Kubernetes Probes

Kubernetes probes are health checks that the kubelet (the node agent) performs on containers running inside a Pod. Their primary purpose is to let Kubernetes know the state of your application so it can make intelligent decisions, like restarting a failing container or not sending traffic to a pod that isn't ready.


There are three distinct types of probes, each serving a different purpose:

  • Liveness Probe (livenessProbe) 

Purpose: Answers the question, "Is the application alive and running?" 

Action: If a liveness probe fails, the kubelet restarts the container.

Use Case: To recover from a "deadlock" or a situation where the application is running but is unable to make any progress. A classic example is a web server that has stopped responding to HTTP requests.

  • Readiness Probe (readinessProbe)

       Purpose: Answers the question, "Is the application ready to accept traffic?" 

       Action: If a readiness probe fails, the kubelet removes the Pod's IP address from the                       Endpoints of all Services that match the Pod. This means the Pod won't receive any new                 traffic. 

       Use Case: To handle situations where an application is temporarily busy or not fully                      initialized. For example: During startup, while it loads large data caches or configuration.              When it's under heavy load and temporarily can't handle more requests.
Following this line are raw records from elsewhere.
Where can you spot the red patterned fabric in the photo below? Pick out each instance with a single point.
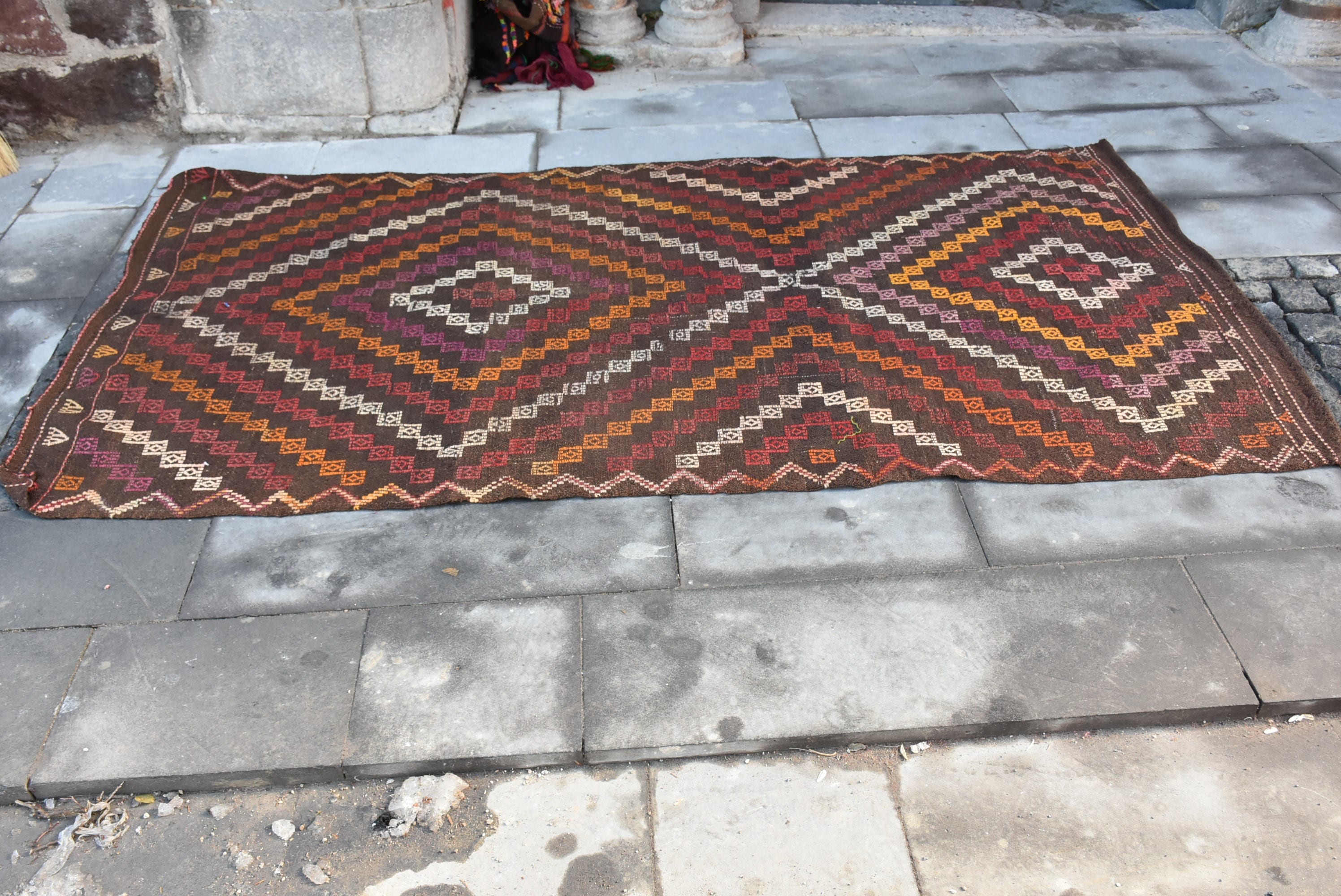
(299, 344)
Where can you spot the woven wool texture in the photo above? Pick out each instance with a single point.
(289, 345)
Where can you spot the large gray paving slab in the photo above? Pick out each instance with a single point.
(1294, 121)
(1185, 52)
(101, 176)
(714, 104)
(452, 155)
(831, 58)
(1261, 226)
(914, 134)
(18, 190)
(58, 255)
(1045, 524)
(676, 144)
(293, 157)
(903, 96)
(1139, 88)
(35, 670)
(837, 533)
(495, 685)
(1280, 612)
(1261, 171)
(90, 572)
(379, 559)
(710, 671)
(990, 56)
(1222, 809)
(779, 827)
(514, 111)
(29, 335)
(1127, 129)
(207, 705)
(1331, 153)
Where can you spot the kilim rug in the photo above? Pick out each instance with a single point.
(287, 345)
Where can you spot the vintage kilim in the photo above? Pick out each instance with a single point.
(287, 345)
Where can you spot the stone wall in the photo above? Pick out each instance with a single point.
(82, 62)
(321, 66)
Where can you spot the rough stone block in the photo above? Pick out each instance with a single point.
(105, 92)
(35, 670)
(27, 29)
(101, 176)
(117, 23)
(1040, 648)
(1298, 296)
(917, 96)
(1140, 88)
(454, 155)
(837, 533)
(676, 144)
(1329, 356)
(1316, 328)
(1127, 129)
(1261, 171)
(1257, 290)
(29, 335)
(1315, 121)
(406, 57)
(513, 111)
(1043, 524)
(493, 685)
(824, 57)
(676, 105)
(1237, 15)
(779, 827)
(1245, 226)
(289, 157)
(380, 559)
(90, 572)
(58, 255)
(1258, 269)
(914, 134)
(1014, 54)
(246, 62)
(1277, 609)
(207, 705)
(1270, 310)
(1313, 267)
(18, 190)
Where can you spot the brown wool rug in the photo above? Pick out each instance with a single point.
(287, 345)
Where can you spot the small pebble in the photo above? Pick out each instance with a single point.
(316, 875)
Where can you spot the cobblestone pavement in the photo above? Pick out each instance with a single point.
(230, 652)
(1245, 808)
(1302, 300)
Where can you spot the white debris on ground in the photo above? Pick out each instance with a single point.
(424, 800)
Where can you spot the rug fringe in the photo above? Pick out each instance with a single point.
(9, 161)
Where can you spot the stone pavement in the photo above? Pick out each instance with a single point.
(227, 652)
(1244, 808)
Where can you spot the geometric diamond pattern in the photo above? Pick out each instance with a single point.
(290, 345)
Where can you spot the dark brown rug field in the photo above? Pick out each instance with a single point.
(287, 345)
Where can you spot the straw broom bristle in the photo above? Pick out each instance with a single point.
(9, 161)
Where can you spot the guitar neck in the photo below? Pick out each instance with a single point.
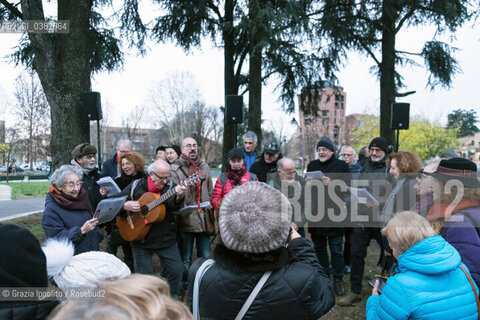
(161, 199)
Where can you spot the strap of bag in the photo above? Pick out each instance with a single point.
(196, 286)
(134, 185)
(472, 220)
(253, 295)
(473, 287)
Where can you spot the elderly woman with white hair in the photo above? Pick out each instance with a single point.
(431, 283)
(67, 212)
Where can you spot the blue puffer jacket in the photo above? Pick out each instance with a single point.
(58, 222)
(430, 285)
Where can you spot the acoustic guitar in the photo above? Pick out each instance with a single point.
(135, 225)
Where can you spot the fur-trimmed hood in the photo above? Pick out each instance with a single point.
(239, 262)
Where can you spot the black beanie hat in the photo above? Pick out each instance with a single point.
(326, 143)
(23, 263)
(379, 142)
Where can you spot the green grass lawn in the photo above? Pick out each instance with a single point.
(28, 189)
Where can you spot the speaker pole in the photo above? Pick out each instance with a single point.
(99, 146)
(396, 144)
(235, 135)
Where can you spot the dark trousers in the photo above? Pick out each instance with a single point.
(170, 260)
(336, 253)
(360, 240)
(202, 241)
(347, 247)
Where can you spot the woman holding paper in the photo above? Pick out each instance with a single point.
(404, 167)
(132, 167)
(67, 212)
(234, 176)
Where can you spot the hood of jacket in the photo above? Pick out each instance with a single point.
(432, 255)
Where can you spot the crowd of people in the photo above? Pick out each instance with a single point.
(285, 240)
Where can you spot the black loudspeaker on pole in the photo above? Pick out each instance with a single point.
(234, 111)
(399, 119)
(92, 110)
(234, 108)
(92, 105)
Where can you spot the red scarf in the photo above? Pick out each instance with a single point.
(194, 167)
(235, 176)
(68, 202)
(152, 187)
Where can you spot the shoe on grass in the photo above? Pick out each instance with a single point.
(338, 287)
(349, 299)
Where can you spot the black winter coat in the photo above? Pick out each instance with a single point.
(262, 169)
(93, 189)
(110, 167)
(163, 234)
(298, 288)
(26, 310)
(334, 169)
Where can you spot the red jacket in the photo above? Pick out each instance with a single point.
(220, 191)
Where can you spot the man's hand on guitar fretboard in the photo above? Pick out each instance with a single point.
(133, 206)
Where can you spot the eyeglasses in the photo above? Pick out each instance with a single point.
(72, 184)
(373, 149)
(161, 178)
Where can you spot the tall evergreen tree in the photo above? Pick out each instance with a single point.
(65, 63)
(371, 27)
(464, 121)
(274, 35)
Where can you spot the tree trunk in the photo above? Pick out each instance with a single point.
(387, 70)
(230, 85)
(255, 71)
(62, 64)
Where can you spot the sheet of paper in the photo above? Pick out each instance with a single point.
(110, 185)
(314, 175)
(193, 207)
(107, 209)
(363, 193)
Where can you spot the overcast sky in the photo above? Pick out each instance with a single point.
(127, 88)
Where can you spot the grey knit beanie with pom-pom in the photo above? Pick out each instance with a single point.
(254, 218)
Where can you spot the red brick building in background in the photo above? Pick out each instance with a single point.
(330, 121)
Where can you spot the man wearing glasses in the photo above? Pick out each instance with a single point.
(349, 156)
(84, 157)
(192, 224)
(111, 167)
(161, 239)
(375, 170)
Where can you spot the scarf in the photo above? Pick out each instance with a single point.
(424, 203)
(441, 209)
(387, 211)
(193, 166)
(235, 176)
(196, 191)
(68, 202)
(152, 187)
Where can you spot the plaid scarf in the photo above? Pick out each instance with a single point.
(68, 202)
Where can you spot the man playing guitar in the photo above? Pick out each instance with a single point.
(161, 238)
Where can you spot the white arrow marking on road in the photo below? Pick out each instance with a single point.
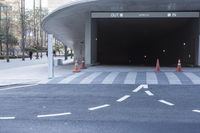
(140, 87)
(123, 98)
(165, 102)
(149, 93)
(7, 118)
(197, 111)
(99, 107)
(53, 115)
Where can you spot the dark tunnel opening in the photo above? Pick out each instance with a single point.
(141, 41)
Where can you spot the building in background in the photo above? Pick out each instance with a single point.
(128, 32)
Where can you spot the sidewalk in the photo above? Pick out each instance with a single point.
(36, 71)
(26, 72)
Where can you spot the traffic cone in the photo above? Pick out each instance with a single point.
(179, 68)
(157, 66)
(83, 64)
(76, 69)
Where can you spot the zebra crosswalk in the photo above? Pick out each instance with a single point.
(171, 78)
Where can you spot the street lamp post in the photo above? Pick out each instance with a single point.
(7, 30)
(23, 27)
(41, 33)
(1, 48)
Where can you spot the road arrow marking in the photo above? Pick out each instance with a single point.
(53, 115)
(99, 107)
(123, 98)
(140, 87)
(165, 102)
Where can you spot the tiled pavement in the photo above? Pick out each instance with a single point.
(164, 78)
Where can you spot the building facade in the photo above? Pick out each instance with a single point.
(129, 32)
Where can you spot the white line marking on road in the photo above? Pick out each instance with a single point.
(194, 78)
(149, 93)
(110, 78)
(53, 115)
(123, 98)
(70, 78)
(7, 118)
(130, 78)
(172, 78)
(140, 87)
(98, 107)
(196, 111)
(90, 78)
(17, 87)
(151, 78)
(165, 102)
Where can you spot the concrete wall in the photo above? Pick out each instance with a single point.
(88, 40)
(94, 42)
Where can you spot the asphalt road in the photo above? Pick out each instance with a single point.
(100, 109)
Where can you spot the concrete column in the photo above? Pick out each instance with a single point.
(50, 57)
(88, 40)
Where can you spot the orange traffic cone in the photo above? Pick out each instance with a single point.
(157, 66)
(83, 64)
(76, 69)
(179, 68)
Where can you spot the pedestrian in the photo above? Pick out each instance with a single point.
(31, 55)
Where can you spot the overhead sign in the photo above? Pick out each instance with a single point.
(145, 15)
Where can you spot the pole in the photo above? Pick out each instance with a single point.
(50, 57)
(41, 32)
(23, 27)
(34, 29)
(1, 48)
(7, 30)
(66, 52)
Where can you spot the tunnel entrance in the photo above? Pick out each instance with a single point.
(140, 41)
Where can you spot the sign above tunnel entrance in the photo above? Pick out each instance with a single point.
(145, 15)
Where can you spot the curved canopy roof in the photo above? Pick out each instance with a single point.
(67, 23)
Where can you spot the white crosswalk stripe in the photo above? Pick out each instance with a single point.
(172, 78)
(130, 78)
(194, 78)
(70, 78)
(110, 78)
(90, 78)
(151, 78)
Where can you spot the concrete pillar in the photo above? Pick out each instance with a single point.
(88, 40)
(50, 57)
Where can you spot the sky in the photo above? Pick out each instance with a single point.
(29, 3)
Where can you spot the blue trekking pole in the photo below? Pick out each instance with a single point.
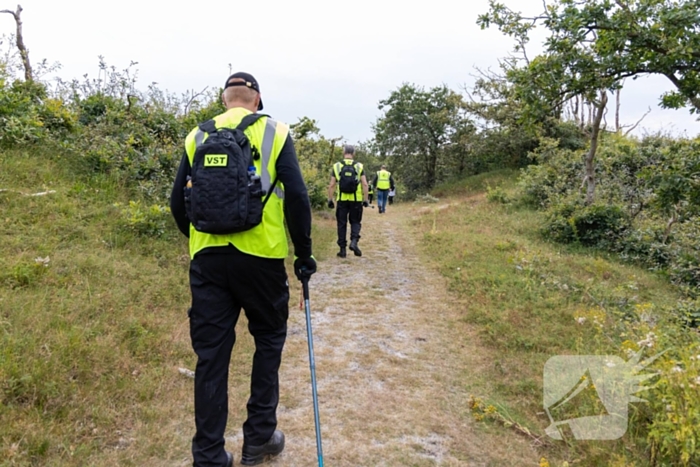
(312, 364)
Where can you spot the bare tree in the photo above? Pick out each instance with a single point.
(23, 52)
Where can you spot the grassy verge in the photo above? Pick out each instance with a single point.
(93, 324)
(531, 300)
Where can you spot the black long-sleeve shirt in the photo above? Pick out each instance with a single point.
(297, 208)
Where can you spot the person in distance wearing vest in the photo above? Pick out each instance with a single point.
(351, 197)
(383, 182)
(244, 269)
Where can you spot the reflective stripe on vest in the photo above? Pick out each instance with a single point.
(383, 180)
(265, 150)
(267, 239)
(357, 196)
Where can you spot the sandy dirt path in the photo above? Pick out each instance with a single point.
(391, 356)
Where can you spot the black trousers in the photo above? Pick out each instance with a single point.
(352, 211)
(222, 281)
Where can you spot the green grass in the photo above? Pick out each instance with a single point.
(523, 295)
(92, 338)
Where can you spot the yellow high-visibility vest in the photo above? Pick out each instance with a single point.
(267, 239)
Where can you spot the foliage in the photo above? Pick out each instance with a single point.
(600, 225)
(650, 186)
(151, 221)
(423, 135)
(593, 44)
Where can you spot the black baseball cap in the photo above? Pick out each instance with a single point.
(248, 80)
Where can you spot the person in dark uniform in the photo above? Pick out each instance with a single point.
(244, 270)
(349, 204)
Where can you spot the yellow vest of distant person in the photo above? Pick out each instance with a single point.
(267, 239)
(383, 180)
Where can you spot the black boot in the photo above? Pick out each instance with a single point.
(355, 248)
(254, 455)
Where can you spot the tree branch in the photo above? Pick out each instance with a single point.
(638, 122)
(23, 52)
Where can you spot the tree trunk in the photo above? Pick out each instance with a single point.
(23, 52)
(589, 177)
(617, 111)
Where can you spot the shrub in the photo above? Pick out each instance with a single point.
(595, 225)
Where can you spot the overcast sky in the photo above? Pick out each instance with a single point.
(327, 60)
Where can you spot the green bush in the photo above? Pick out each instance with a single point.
(595, 225)
(151, 221)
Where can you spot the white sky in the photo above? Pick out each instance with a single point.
(330, 61)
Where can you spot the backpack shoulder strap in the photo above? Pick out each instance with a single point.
(249, 120)
(208, 127)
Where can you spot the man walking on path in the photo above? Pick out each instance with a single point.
(233, 268)
(351, 197)
(383, 182)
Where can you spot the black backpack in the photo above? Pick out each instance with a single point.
(348, 179)
(223, 196)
  • Startup Probe (startupProbe)

     Purpose: Answers the question, "Has the application finished starting up?"

     Action: Disables all other liveness and readiness checks until it succeeds. If it fails, the                   container is restarted. 

     Use Case: For applications with slow startup times (e.g., legacy Java applications). It gives           them ample time to start up without being killed by a liveness probe that is set for a faster-             running application.